The summit took place in WaMu Theatre at CenturyLink Field in the mornings of May 11 and 12. But, once those were over, the neighboring Pioneer Square turned into one big concert.
The creators of the festival admittedly followed the SXSW format of turning a city/neighborhood into an arts space, but it seemed to work well. Many businesses in the area like restaurants, bars and art galleries became venues for musicians to showcase their talents.
One of the great things about the festival is that they had two venues sponsored by KEXP that were free, so even if you were wandering through Pioneer Square with no idea the event was taking place, they still gave you an opportunity to experience some artists.

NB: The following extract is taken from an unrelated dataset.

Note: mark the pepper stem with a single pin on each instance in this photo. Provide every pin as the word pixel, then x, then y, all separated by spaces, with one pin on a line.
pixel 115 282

Upstream opted to not focus the music into certain genres, instead choosing acts that covered almost every genre imaginable. There were over 390 acts that performed over the weekend, and over 250 of them were from the Seattle area, with many of the others hailing from the PNW.
“The experience of walking through Pioneer Square over the last three days, hearing so many of the region’s most promising bands and seeing attendees discover new talent has been surreal,” said Upstream Curator Meli Darby. “This is what the music scene in the Northwest is all about, discovering new music and people collaborating across genres and styles.”
As an attendee, I can certainly say this was one of the best opportunities I had to discover new music. In some areas the venues were so concentrated that you could catch three different acts within an hour. A good example of this was in Occidental Park, where one of the larger stages had jazz quartet Industrial Revelation playing. It was a 30 second walk across the street to a gallery where rapper GOODSTEPH had a set that I stayed at for a few songs before moving back across the street (another whole 30 seconds) to Comedy Underground where THUNDERPUSSY was rocking the place. After staying there for a little, I made it back outside to catch the end of Industrial Revelation.
The festival can be dubbed a success for their first year, but there are definitely some things that need to be worked on. The first thing I noticed is that none of the venues had particularly good sound quality, especially the main stage. There were also issues with the Upstream App being the only way to find your way around with so many venues to keep track of.
Upstream has an opportunity to make Seattle a music hub, and even with some downsides, both the festival and summit stand to have a long fixture in Seattle.